The team had already started testing healthy volunteers in May 2020. To do this, they took saliva samples weekly to detect a possible Covid-19. In the asymptomatic volunteers who tested positive, the researchers found that those patients typically showed symptoms a day or two later. “So we wondered if saliva is a better way to detect pre-symptomatic patients than traditional nasal swabs,” said co-author Donald K. Milton, professor of occupational and environmental health at the University of Maryland.

To do this, the team examined data from an accompanying study of close contacts of people with confirmed cases of Covid-19. 58 such contacts provided saliva and nasal swab samples every 2 or 3 days during their quarantine period. “All samples were generated using reverse transcription polymerase chain reaction [RT-PCR] tested in real time,” says Milton, “to detect Sars-CoV-2 and measure how much viral RNA was in the samples. We then analyzed how these results changed in the days before and after the onset of symptoms.”

Result: Saliva initially twelve times more accurate

There were similar virus detection rates for saliva and nasal swab, but sensitivity varied significantly with time from onset of symptoms. Within the first two days, saliva had a 12-fold higher probability of virus detection and 3.2-fold higher RNA copy numbers than MTS. The researchers see the results of their work as very important, especially as new variants with shorter incubation times, which may be detected in saliva rather than nasal swabs, are emerging, particularly “in large-scale screenings in schools and workplaces as a means of improving screening rates and for early detection,” says Milton.

In addition, there are other advantages, according to the study. Saliva sampling is easier than deep nasal penetration, which also requires the intervention of trained professionals, can cause patient discomfort, and poses a greater risk to medical staff during sample collection. This is because it can lead to coughing and sneezing, spreading viral particles as a result of swabbing the sensitive nasal passages.
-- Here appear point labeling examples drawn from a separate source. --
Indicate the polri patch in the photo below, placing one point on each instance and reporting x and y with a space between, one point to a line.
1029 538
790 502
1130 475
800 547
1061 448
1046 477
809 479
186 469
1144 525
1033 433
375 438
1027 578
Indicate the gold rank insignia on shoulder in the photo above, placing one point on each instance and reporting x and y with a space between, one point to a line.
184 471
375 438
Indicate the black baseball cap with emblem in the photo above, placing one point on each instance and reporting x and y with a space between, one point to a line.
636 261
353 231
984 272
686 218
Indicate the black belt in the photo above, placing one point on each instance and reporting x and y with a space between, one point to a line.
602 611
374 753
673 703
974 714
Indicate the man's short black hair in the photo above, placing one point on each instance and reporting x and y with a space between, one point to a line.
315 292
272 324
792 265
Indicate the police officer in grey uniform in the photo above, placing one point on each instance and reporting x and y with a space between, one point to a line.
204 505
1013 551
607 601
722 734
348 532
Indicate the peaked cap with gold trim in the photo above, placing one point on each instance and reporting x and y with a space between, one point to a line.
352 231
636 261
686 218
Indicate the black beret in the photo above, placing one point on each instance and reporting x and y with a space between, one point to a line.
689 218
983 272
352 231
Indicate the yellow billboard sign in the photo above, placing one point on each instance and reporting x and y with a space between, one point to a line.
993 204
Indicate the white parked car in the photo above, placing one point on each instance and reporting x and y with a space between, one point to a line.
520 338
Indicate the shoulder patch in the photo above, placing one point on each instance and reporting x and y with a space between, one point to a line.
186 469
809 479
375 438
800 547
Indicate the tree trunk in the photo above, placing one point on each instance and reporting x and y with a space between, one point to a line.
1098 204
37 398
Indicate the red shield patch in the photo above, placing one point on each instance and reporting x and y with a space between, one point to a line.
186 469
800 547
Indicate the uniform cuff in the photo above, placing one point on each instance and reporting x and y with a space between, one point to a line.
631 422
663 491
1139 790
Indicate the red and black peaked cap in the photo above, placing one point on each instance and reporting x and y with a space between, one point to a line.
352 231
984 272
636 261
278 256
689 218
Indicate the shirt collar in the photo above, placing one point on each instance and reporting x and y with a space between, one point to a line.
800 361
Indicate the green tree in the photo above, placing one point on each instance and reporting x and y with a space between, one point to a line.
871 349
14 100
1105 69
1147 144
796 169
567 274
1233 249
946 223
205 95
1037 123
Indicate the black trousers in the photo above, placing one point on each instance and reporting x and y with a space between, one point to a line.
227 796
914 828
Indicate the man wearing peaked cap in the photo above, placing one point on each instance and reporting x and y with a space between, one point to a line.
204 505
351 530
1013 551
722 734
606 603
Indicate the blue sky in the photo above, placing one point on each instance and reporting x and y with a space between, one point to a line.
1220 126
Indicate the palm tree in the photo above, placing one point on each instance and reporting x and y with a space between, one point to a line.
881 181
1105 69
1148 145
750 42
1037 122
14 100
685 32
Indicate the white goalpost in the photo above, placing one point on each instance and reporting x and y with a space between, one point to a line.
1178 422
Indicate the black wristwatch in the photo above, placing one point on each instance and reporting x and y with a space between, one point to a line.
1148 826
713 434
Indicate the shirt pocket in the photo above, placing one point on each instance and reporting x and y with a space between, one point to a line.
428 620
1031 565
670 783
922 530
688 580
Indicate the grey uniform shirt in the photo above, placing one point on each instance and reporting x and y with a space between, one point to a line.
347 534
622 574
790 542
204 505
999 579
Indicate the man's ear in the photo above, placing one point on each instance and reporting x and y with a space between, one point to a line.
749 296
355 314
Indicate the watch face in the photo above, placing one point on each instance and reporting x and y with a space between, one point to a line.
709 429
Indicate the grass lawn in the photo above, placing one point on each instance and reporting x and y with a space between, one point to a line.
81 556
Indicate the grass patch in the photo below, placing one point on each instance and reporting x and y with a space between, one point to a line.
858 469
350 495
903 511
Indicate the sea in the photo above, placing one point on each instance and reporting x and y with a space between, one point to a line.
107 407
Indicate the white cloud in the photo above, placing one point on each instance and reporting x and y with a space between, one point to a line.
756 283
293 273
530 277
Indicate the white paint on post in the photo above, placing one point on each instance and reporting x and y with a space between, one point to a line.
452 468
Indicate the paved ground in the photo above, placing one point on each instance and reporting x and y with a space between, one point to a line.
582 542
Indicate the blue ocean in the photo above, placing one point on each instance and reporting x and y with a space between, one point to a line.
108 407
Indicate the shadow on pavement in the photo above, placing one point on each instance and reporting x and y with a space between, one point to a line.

Limitations: Small group, other studies with different results

However, there are some factors that limit the conclusions of the study, according to the researchers. Thus, the contacts enrolled in this study who eventually tested positive for SARS-CoV-2 developed mild and, in some cases, transient infections. Some of these mild infections would have gone undetected by less frequent testing protocols and might not have posed a risk for onward transmission. Only 14 contacts tested positive, a very small sample size. And earlier studies came to different conclusions. The team from the University of Maryland still sees the work as an important reference for saliva samples. For the study, however, this was only possible with complex PCR tests. Future research should therefore focus on the development of rapid saliva tests with high sensitivity and specificity.